Пан учитель Кац учил не только немецкому языку, но и богослужению, которое требовало знания еврейского языка. Поэтому еврейские дети ходили к нему сначала на уроки иврита. Когда еврей молится, его голова должна быть покрытой. Поэтому, когда мне случалось прийти на свой урок чуть раньше, я заставал здесь Йонаша Левита и Ицика Кона, которые очень громко читали вслух таинственные слова на еврейском языке, а на головах у них были шляпы пана учителя Каца, одна каждодневная, другая – для шабеса, и головы учеников утопали в них вместе с ушами; стояла летняя жара, и они приходили на урок без головных уборов, поэтому пану учителю приходилось надевать на них свои шляпы. Мальчики сидели на стульях выпрямившись и смотрели на меня с высокомерным презрением, ибо говорили на языке, которого я не понимал, и выкрикивали «лубалим селах шме ашбоазим» или что-то вроде, но пан учитель все время их прерывал и поправлял, ведь они тоже не очень были сильны в языке, но я, конечно, его вообще не знал, так что они свободно могли надо мной смеяться.

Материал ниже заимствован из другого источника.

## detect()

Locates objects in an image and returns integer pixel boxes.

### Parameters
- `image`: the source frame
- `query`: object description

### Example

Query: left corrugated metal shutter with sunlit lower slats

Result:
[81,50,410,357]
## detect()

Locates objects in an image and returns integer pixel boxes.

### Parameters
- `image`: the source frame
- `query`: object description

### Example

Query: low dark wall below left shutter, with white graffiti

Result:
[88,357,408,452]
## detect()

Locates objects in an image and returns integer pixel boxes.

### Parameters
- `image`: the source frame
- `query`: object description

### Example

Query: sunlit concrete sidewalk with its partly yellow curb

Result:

История с этими шляпами повторилась еще раз, когда выдавали замуж дочь пана учителя Каца. Она выходила за пана Исидора Кафку, ортодоксального еврея из О., владельца тетрадной фабрички. Свадьба тоже была ортодоксальной, и проводил ее известный раввин из Кёльна, а поскольку пана доктора Каца знали очень многие и называли его, как и пана доктора Штрасса, достойным евреем, – в отличие от Мойши Сучилёбла, которого называли плохим евреем, – на свадьбу пришли не только евреи, но и довольно много христиан. Происходило это летом, в горячую пору, они пришли без шляп, и в синагогу их пускать не хотели. Неприятно, все хотели видеть свадьбу, а внутрь пройти не могли; и люди стояли перед синагогой и ругались, пока вдруг не пришел пан Исаак Айснер с мешком за спиной и двумя корзинами, полными шляп, вышедших из моды, которые он в своей лавке не мог продать: разных там «жирардо» и смешных котелков, – и начал выдавать их напрокат за одну крону и десять крон залога, и через минуту все шляпы были разобраны, ибо свадьба уже начиналась и все хотели войти в синагогу. Времени выбирать и мерить шляпу не было, поэтому все быстро совали пану Айснеру залог и брали кому что досталось: одним слишком тесные, другим – слишком большие. Моему отцу с его большой головой – да и сам он крупный, высокий мужчина, – достался маленький серый котелок, который ему приходилось все время придерживать рукой, чтобы тот не сваливался. Я засмеялся, получил от отца подзатыльник, а из синагоги меня выгнали.